Alih-alih hanya mengandalkan aparat penegak hukum, Pemprov Sumsel memilih pendekatan baru dengan membentuk satgas yang melibatkan lintas instansi. Keputusan pembentukan satgas ini akan ditandatangani langsung oleh gubernur pada Rabu (20/11).
"Besok saya tanda tangani pembentukan satgas. Di dalamnya ada Satpol PP, kemudian unsur eksternal seperti Dinas Perhubungan agar tidak lagi terjadi antrean panjang," ujarnya.
Meski demikian, Herman Deru menegaskan bahwa aspek pidana terkait dugaan penyalahgunaan BBM bersubsidi tetap menjadi ranah kepolisian. Sementara itu, pengawasan distribusi berada di bawah Badan Pengatur Hilir Minyak dan Gas Bumi (BPH Migas). Satgas ini difokuskan pada pengawasan administratif dan operasional di titik-titik rawan.
Selain pembentukan satgas, Pemprov Sumsel juga mengusulkan perubahan skema alokasi kuota solar subsidi. Saat ini, kuota bersifat agregat sehingga sulit dilacak jika terjadi penyimpangan di satu titik.
Herman Deru mengusulkan agar alokasi kuota dipecah secara lebih rinci, mulai dari tingkat nasional, provinsi, kabupaten/kota, hingga masing-masing SPBU. Mekanisme ini dinilai akan memudahkan pengalihan pasokan apabila terdapat SPBU yang mengalami kekurangan stok.

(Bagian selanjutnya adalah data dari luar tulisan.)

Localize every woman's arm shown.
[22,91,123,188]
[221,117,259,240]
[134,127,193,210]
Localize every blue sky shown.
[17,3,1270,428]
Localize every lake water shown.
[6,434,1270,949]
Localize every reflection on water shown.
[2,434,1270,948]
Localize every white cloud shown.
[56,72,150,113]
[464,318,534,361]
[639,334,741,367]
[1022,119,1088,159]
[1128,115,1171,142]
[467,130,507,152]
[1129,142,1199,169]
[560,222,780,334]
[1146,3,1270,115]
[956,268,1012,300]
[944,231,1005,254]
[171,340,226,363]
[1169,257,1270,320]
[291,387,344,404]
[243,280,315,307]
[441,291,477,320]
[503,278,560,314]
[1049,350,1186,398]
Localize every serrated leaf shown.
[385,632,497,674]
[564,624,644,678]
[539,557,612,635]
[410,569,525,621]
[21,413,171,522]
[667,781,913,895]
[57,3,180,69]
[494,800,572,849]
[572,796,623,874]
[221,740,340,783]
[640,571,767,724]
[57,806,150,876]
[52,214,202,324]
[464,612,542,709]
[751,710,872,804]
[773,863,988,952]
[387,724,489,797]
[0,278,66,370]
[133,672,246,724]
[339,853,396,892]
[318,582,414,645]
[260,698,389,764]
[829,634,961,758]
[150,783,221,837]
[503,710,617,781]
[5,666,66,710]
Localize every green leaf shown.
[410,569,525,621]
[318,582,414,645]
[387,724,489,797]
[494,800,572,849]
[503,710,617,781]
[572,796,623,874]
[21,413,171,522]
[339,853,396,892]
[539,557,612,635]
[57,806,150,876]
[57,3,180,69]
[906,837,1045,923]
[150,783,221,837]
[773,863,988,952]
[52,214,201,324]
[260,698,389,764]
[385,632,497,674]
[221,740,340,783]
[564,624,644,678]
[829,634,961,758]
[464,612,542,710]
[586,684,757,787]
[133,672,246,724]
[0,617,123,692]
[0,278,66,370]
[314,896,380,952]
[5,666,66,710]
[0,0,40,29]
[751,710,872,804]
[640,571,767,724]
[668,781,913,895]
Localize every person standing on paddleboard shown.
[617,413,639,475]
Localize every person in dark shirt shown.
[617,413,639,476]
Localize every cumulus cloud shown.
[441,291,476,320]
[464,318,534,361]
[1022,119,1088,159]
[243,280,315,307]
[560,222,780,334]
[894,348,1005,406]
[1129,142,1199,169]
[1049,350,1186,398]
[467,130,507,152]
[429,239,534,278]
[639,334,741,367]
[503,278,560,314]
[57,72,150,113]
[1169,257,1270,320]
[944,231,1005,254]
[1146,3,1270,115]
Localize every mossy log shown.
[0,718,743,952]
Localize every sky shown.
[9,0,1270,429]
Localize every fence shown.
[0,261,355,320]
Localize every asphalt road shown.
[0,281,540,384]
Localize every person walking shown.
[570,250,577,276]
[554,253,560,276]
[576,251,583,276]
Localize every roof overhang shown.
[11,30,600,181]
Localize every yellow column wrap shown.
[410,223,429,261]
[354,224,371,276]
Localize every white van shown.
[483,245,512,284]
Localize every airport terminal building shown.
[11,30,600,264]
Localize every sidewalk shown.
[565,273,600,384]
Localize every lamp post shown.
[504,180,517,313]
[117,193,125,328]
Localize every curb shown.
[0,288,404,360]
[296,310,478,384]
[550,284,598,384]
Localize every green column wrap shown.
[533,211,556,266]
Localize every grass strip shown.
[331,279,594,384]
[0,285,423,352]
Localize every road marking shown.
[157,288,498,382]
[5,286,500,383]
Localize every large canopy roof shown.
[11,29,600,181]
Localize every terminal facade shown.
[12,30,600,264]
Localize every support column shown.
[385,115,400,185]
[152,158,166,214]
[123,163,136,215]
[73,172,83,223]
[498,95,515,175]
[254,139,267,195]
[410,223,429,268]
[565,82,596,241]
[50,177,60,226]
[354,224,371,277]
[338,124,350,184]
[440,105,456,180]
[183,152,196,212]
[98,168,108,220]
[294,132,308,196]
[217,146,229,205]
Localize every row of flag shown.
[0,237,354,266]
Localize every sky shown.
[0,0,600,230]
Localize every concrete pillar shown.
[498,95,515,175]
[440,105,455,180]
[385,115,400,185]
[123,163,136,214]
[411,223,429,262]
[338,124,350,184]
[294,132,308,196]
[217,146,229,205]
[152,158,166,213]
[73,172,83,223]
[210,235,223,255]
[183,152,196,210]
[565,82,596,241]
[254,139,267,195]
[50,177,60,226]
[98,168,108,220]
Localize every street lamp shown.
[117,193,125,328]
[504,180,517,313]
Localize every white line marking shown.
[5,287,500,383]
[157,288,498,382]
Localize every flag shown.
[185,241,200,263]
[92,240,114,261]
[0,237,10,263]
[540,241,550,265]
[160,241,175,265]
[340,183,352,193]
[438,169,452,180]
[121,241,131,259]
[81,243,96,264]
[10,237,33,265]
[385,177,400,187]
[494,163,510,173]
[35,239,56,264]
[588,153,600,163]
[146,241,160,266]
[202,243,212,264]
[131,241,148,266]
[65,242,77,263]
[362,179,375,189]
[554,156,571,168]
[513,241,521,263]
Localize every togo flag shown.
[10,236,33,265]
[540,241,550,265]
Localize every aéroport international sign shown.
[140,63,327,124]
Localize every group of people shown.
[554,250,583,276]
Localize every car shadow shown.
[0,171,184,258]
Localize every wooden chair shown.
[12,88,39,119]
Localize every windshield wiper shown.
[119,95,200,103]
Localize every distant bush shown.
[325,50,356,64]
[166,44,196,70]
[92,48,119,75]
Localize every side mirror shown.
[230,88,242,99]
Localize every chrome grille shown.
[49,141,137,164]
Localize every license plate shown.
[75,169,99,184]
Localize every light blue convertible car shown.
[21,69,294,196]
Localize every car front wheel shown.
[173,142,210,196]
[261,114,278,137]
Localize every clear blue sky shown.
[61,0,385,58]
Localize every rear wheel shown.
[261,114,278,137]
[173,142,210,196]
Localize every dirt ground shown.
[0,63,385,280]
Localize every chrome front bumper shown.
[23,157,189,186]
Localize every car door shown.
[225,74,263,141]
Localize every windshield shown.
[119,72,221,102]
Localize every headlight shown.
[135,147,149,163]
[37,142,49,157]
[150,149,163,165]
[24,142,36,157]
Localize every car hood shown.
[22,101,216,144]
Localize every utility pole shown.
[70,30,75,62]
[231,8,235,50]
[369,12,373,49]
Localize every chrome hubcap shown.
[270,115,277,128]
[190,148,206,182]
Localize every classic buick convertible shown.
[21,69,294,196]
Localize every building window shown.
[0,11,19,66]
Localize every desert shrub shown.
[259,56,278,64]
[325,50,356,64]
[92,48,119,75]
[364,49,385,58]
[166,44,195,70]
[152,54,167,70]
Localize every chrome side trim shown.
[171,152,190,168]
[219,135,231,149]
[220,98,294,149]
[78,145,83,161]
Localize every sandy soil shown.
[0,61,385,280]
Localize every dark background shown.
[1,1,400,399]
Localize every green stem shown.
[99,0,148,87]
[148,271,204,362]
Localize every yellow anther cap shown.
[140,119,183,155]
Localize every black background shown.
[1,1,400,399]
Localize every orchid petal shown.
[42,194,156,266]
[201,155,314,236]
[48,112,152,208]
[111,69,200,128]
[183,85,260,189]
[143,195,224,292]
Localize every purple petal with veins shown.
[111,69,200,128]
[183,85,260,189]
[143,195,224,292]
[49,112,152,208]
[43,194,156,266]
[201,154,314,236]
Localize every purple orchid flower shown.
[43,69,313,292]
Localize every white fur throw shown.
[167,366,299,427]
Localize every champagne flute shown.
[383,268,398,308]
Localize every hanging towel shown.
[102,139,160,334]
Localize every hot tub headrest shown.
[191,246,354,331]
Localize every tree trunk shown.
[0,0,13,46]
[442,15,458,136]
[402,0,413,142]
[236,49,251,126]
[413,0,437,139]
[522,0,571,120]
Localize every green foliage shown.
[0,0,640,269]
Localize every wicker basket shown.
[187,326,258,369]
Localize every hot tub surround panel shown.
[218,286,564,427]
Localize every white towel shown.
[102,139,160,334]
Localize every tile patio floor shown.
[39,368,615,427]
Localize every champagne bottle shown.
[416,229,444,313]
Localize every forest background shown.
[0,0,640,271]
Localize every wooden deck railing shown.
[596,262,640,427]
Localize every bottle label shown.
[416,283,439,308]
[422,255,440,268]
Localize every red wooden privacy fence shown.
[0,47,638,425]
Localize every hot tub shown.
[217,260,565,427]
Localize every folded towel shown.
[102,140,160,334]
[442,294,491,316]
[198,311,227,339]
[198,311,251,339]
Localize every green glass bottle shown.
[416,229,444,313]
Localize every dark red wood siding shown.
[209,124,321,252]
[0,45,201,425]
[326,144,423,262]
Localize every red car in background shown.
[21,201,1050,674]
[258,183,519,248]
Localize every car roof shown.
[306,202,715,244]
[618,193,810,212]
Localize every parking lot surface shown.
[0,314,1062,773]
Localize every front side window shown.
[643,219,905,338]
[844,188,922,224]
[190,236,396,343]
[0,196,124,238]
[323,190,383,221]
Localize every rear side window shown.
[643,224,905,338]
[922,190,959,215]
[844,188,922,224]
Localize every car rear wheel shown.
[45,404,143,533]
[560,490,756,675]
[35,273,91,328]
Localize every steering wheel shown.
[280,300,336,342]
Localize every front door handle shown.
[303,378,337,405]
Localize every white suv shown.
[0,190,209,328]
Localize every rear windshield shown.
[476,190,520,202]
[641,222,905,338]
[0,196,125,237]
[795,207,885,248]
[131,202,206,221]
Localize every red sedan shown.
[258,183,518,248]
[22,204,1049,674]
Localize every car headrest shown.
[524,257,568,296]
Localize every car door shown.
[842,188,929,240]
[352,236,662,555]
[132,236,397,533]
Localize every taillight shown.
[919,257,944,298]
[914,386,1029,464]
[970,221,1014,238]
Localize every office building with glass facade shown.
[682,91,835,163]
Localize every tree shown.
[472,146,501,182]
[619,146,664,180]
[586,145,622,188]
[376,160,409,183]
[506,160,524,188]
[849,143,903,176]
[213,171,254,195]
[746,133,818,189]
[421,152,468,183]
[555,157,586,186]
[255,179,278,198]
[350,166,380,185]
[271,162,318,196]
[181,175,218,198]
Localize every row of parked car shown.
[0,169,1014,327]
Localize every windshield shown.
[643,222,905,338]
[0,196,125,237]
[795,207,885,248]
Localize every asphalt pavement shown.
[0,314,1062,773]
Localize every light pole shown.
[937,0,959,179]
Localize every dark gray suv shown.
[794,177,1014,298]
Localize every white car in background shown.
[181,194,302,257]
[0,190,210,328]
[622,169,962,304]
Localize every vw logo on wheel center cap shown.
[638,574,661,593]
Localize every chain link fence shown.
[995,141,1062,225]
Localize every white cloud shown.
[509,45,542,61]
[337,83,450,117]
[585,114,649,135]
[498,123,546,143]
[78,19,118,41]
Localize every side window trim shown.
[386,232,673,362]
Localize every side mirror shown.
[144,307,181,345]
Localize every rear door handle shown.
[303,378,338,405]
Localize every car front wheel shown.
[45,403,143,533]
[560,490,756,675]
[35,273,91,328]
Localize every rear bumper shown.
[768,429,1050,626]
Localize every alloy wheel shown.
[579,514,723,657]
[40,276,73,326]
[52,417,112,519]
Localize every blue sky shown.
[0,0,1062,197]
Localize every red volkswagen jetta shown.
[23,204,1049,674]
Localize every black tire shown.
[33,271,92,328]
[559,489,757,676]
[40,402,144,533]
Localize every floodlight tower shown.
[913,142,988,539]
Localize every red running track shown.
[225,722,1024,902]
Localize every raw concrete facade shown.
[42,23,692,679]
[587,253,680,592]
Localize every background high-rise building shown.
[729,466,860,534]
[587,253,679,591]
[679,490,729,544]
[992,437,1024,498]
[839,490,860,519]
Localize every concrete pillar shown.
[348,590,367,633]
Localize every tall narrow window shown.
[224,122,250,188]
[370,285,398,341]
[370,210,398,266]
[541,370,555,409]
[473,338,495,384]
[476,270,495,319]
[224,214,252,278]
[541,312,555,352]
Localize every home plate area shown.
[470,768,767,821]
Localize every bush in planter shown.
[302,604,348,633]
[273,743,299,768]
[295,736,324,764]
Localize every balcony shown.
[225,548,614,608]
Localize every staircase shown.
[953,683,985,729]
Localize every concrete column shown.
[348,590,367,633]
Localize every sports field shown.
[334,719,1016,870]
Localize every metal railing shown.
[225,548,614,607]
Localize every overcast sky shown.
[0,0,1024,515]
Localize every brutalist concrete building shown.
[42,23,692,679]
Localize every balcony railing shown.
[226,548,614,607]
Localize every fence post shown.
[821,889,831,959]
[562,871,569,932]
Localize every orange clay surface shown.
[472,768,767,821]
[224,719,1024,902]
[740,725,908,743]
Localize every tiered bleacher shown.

"Kalau ada kabupaten atau kota yang kuotanya sudah terpenuhi, bisa menyuplai SPBU yang mengalami kekurangan. Apabila diperlukan tambahan kuota, sebaiknya langsung diberikan kepada SPBU yang bermasalah," jelasnya.
Fenomena antrean solar subsidi di Sumsel bukanlah hal baru. Para sopir angkutan dan truk pengangkut hasil bumi kerap mengeluhkan waktu tunggu yang bisa mencapai berjam-jam. Di sisi lain, solar subsidi yang seharusnya dinikmati petani dan nelayan kecil justru bocor ke tangan pengecer ilegal.
Modus operandi yang paling umum adalah penggunaan banyak barcode oleh operator SPBU untuk memborong kuota, lalu menjualnya kembali dengan harga lebih tinggi ke industri. Praktik "tukang unjal" — sebutan untuk calo yang mengantrekan kendaraan palsu — juga disebut sebagai salah satu biang keladi kelangkaan di pompa resmi.
Dengan terbentuknya satgas ini, publik berharap ada efek jera yang nyata. Namun, tanpa pengawasan ketat dan koordinasi lintas lembaga, antrean solar subsidi di Sumsel bisa terus menjadi pemandangan yang tak kunjung usai.